Horizontal External Shoulder Rotation
With both arms bend at your side raise them until they’re at slightly lower than a 90-degree angle.
From this position, try to pull the band back without moving your upper arm.
This is another exercise that might be hard if you neglect your back muscles.
If you feel the burn in your back shoulder, loosen the resistance.
The muscle you’re working on is weak and can easily be injured if you try to push it.
If it is too easy, try tying the band lowers down the net.
Now face away from the net with your arms at your side and slightly bent. Your palms should also be away from the net.
From here, pull the band forward with both arms for a few inches
You should feel it in your chest and front shoulder
Now take your arms up above your head with your arms bent
From here, pull the band up by extending your arm. You want minimal movement from other body parts since you’re trying to target the triceps muscles here.
From this position take a small step forward with your dominant leg so that you can lean forward slightly.
But make sure your core is engaged, and your back and neck are straight.
Raise your arms out to your side and bend them at a 90-degree angle
From here, push forward with your chest like you’re doing a push-up
Internal Shoulder Rotation
Turn your body to the left until it’s side way to the net
Now bend your right arm at a 90-degree angle while your other arm holds the band stable.
From here, pull the band toward your chest with your right arm without moving your upper arm
Here you’re working on your internal shoulder rotator.
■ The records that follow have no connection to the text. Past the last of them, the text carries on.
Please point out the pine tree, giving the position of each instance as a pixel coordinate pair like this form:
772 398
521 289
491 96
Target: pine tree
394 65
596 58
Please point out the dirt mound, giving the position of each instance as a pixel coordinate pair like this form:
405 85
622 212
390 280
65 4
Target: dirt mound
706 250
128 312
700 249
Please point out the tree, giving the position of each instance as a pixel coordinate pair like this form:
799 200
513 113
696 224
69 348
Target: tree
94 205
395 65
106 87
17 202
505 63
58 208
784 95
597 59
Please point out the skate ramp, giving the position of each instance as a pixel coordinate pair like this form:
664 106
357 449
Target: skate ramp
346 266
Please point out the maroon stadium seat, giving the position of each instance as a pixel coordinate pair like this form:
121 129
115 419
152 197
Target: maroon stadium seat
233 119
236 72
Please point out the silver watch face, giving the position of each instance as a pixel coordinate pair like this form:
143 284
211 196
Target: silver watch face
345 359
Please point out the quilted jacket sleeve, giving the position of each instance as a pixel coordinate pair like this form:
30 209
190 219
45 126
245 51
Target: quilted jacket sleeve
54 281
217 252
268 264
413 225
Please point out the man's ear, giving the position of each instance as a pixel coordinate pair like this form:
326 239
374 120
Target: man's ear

You might feel a slight burn somewhere inside of your shoulder.
External Shoulder Rotation
Without changing your body’s position, now bend your left arm 90 degrees and tuck it to your chest.
From here, pull the band just like you did before except away from your chest.
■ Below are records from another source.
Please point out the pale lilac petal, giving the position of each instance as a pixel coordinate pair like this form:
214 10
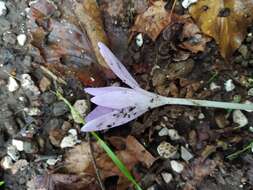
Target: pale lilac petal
122 99
97 112
102 90
116 66
113 119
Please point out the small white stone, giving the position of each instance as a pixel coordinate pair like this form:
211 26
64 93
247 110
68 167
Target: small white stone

This will work your external shoulder rotator muscle.
Be extra careful with this exercise because your external shoulder rotator muscle is tender.
Lastly, clasp your hand in front of your chest with both arms completely straight.
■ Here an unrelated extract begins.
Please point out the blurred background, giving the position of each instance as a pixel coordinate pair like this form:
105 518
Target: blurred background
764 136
Try to keep an upright posture.
From here, pull the band away from the net by twisting your trunk.
Try not to let your hips move.
After you’re done with this side, do the last 3 exercises on the other side and you’ll be ready to pick up your racquet.
So that’s it for this video.
Take these exercises out to the court and see which ones feel right for your body and remember to be extra careful when your body is still cold.
Due to all of you guys request, we made a free webinar to perfect your timing on your ground strokes. Make sure to sign in before we launch on October 21st. Click the link in description below.
Until next time guys – go out and train hard.
See you in the next lesson.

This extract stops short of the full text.